Norah asintió con la cabeza, recordando las importantes propiedades de su padre en Silverdale y su impresionante acumulación de riqueza.
Sin embargo, no le interesaban los asuntos de negocios, contenta mientras se mantuvieran financieramente estables y le proporcionaran ciertos beneficios. Como Gilda y Chayce habían hecho un buen trabajo en la gestión de sus propiedades, Norah había considerado darles un aumento cuando regresara.
Mientras hablaban, Sean sintió una conexión cada vez más profunda con Norah y se convenció de que eran perfectos el uno para el otro. Creía que solo dos personas que se complementaran entre sí podían tener una relación duradera.
Mientras charlaban, se ducharon juntos. En la atmósfera brumosa, Norah se encontró recorriendo con las yemas de los dedos el pecho y el estómago de él, cediendo a la seducción.
Sus momentos íntimos en la ducha dieron lugar a una sinfonía de gemidos, cada uno de intensidad variable, que la sumieron en los estertores de la pasión.
«Cariño, ¿te gusta cuando hago esto?», murmuró él, con su aliento caliente rozando su piel mientras besaba tiernamente su pezón, provocando una sensación suave pero electrizante.
Un estremecimiento recorrió el cuerpo de Norah. Sus manos agarraron con fuerza la cabeza de Sean, un gemido escapó de sus labios.
«Sí… me gusta… Cariño, por favor no… Oh, sí…».
Después de su encuentro íntimo, la mirada de Sean se deslizó por el cuerpo de Norah, un brillo juguetón en sus ojos mientras exploraba sus zonas sensibles.
Cada caricia le provocaba escalofríos, llevándola a otro clímax estimulante.
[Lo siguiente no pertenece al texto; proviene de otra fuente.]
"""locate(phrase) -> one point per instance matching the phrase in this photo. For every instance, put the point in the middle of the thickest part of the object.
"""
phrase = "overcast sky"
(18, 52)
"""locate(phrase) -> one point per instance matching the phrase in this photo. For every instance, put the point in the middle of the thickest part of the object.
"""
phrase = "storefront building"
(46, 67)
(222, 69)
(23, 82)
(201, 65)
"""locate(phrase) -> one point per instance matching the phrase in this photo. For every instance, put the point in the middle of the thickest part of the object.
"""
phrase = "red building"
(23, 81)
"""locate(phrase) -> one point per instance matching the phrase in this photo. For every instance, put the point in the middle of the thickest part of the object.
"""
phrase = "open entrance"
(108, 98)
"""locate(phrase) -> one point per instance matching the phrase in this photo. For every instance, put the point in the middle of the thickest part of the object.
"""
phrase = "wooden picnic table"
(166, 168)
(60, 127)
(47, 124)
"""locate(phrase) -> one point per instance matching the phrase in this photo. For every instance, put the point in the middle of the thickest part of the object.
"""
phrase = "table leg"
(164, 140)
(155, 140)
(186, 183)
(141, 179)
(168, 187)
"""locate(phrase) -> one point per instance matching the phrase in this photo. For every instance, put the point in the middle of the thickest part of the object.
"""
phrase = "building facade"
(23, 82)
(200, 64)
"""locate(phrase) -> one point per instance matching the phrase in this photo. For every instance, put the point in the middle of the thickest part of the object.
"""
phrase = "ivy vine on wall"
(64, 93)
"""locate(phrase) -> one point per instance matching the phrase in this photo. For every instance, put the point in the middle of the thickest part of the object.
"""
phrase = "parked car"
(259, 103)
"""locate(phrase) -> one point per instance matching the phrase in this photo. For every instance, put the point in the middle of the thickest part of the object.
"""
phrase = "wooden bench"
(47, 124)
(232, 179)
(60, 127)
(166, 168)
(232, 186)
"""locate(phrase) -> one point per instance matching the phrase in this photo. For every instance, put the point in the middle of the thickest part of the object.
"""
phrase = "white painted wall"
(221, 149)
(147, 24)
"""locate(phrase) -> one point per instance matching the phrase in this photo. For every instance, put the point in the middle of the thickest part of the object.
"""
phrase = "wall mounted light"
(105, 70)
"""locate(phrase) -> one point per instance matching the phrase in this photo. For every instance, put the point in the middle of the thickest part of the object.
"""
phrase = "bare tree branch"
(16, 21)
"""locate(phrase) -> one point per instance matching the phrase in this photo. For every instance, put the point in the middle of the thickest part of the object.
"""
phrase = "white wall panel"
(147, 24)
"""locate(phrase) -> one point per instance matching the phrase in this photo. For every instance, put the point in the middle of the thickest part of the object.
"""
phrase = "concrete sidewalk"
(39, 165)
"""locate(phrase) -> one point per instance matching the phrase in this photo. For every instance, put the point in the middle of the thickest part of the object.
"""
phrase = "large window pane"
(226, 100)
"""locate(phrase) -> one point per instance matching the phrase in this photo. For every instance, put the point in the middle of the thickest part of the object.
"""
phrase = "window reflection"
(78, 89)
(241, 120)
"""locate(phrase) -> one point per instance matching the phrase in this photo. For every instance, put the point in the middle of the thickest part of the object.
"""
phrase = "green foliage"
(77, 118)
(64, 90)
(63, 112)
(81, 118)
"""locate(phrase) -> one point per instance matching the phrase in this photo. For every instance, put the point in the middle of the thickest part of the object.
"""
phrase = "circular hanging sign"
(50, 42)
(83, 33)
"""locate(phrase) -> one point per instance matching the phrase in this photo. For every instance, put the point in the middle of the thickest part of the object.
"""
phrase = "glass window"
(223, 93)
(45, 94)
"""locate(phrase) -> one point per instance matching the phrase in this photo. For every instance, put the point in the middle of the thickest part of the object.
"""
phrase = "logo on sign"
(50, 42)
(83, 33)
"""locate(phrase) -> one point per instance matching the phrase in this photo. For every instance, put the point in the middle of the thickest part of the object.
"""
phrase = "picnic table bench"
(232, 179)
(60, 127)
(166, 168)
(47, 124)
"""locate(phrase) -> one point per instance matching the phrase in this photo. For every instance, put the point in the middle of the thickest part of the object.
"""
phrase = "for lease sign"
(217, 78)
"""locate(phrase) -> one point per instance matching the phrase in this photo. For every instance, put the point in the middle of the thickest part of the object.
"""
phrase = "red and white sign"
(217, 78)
A pesar de la creciente fatiga en sus músculos, Norah no pudo evitar rendirse al placer adictivo. «¿No? Tu cuerpo no parecía estar de acuerdo».
Sean se interrumpió, con el pecho agitado por el esfuerzo. El sudor le resbalaba por el hermoso rostro, con los ojos brillantes de una intensidad cruda. Norah extendió la mano y lo acercó, acurrucándose en su abrazo.
Jarrod hizo una mueca de dolor cuando su asistente lo ayudó a subir al coche. Se frotó las sienes, todavía aturdido.
Gruñendo, buscó a tientas su teléfono. Un vistazo a los perfiles de redes sociales de Norah y Sean lo sacudió. Sus avatares eran idénticos: una foto de ellos en un apasionado abrazo.
Ambos perfiles eran refrescantemente sencillos, sin excesivos adornos. Sus feeds de Facebook eran un lienzo en blanco. Parecía que su enfoque de las redes sociales reflejaba sus personalidades: accesibles pero de alguna manera distantes. Su visión borrosa se detuvo en la foto de perfil de Norah mientras se desplazaba.